Generation of data set
The site-specific glycation data were obtained by screening hundreds of papers manually, preceded by a text mining step. After inspecting 400 papers manually, we found in all 89 glycated lysines and 126 nonglycated lysines in 20 experimentally examined proteins.
The context of the glycated lysines was visualized by a sequence logo (Schneider and Stephens, 1990). The sequence logo displays which amino acids are characteristic in the vicinity of the glycated lysines in the sequence (Figure 1). At position –6, with respect to the glycated lysine, valine (V), leucine (L), glutamate (E), and lysine (K) are found to be overrepresented in the descending order of strength. Lysine is also found near the top at positions –20, –13, –10, –7, –1, and +24, where arginine (R) is found at the top of position –13. Lysines and arginines thus appear to be more abundant N-terminally than C-terminally from the glycation site. Glutamate is found at the top of positions –5, +4, and +5, and aspartate (D) is found at the top of position +24. This suggests that there is a small overrepresentation of charged amino acids close to the glycation site. However, no signal is found for histidine (H). Lysine and aspartate found at the top of position +24 seem to be too far away from the glycation site to be significant. The same is probably also true for lysine at position –20.
Amino acid composition around the glycation site
To better evaluate the proposed influence of various amino acid residues on the glycation reaction, we examined more closely the propensity of a few selected residues around the glycation site (Figure 2).

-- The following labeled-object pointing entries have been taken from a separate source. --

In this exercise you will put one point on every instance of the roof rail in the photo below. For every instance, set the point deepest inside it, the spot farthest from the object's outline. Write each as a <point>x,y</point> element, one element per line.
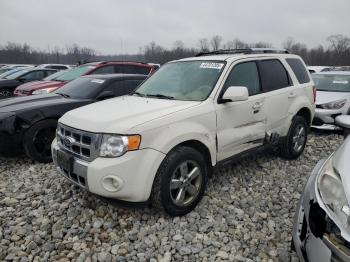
<point>245,51</point>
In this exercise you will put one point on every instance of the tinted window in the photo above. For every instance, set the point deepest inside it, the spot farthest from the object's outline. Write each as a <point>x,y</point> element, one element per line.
<point>299,70</point>
<point>273,75</point>
<point>34,75</point>
<point>104,70</point>
<point>332,83</point>
<point>244,74</point>
<point>74,73</point>
<point>83,87</point>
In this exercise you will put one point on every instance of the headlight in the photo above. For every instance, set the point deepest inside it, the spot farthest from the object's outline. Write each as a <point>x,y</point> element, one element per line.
<point>116,145</point>
<point>334,105</point>
<point>332,192</point>
<point>44,91</point>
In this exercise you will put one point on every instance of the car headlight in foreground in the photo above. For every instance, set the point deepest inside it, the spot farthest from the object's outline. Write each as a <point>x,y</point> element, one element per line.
<point>117,145</point>
<point>334,105</point>
<point>332,193</point>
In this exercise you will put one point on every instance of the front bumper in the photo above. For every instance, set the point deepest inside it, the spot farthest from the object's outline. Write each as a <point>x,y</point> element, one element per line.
<point>127,178</point>
<point>313,231</point>
<point>325,119</point>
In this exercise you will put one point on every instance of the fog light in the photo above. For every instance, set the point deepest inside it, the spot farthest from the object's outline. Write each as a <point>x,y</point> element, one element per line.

Our analysis clearly shows that histidines are not particularly overrepresented in the proximity (with respect to the primary structure) of the site of glycation for the sites examined in this work. On the contrary, they actually seem less abundant in the region 20 residues N-terminally to the glycation sites, an effect which could be caused by structural issues. The same could be said of lysine and arginine although the trend is less obvious for the latter. We can confirm that lysines and arginines are slightly favored just N-terminally of the glycation site, but arginine and especially lysine are strongly disfavored C-terminally to the site. Although basic residues are rare C-terminally, acidic residues (glutamate and aspartate) are, however, prevalent in this region. In fact, there are 48% more acidic residues just following the site of glycation than N-terminally (positions –5 to –4 compared with positions +4 to +5). The logo for the positive sites shows that there is some overrepresentation of glutamate at positions –6 and –5, but as the propensity analysis shows there are overall more acidic amino acids C-terminally from the glycation site (because the propensity analysis is averaging over positions, the overrepresentation of glutamate at positions –6 and –5 in the logo for the positive sites is not visible in Figure 2).
Position of lysines in the sequence
We investigated the relative position of lysines in the complete sequences used in this study, and a histogram of the length of the proteins in this study was made (Figure 3a). This histogram reveals that the length of most proteins falls within the range of 100–350 residues (as proteins in general). A division of the proteins into N-terminal, middle, and C-terminal parts made it possible to investigate the distribution of the relative position of the glycated lysines as compared with that of all lysines (Figure 3b). We found that the distribution of the relative position of the glycated lysines deviated from that of all lysines. Glycated lysines as compared with all lysines were found to be more abundant in the N-terminal and middle parts than in the C-terminal part.
Prediction by neural networks
We trained network algorithms using sequence input alone and with the additional input of the relative position of the lysine in the sequence due to the trends illustrated in (Figure 3b). The best results were indeed obtained for the input that included the relative position. All network combinations for window sizes of 3–51 amino acid residues and 0, 2, 3, ..., 20 hidden neurons were tried. The highest correlation coefficient obtained was 0.39 for a window of 23 and 11 hidden neurons. The overall correlation coefficient decreased sharply from a window of 3 to a window of 7 and then increased sharply from a window of 9 (data not shown). It was therefore hypothesized that noise in the middle of the window was confusing to the network during training. To remove that noise from the model, we decided to make holes in the middle of window beginning with a hole that ranged from positions –3 to +3. The gradual expansion of the hole in the window was then continued until the hole ranged from positions –5 to +5 where all network combinations for window sizes 13–51 were tried. A maximal correlation coefficient of 0.43 was found for a window of 23 with a hole at positions –3 to +3 and 5 hidden neurons (Figure 4).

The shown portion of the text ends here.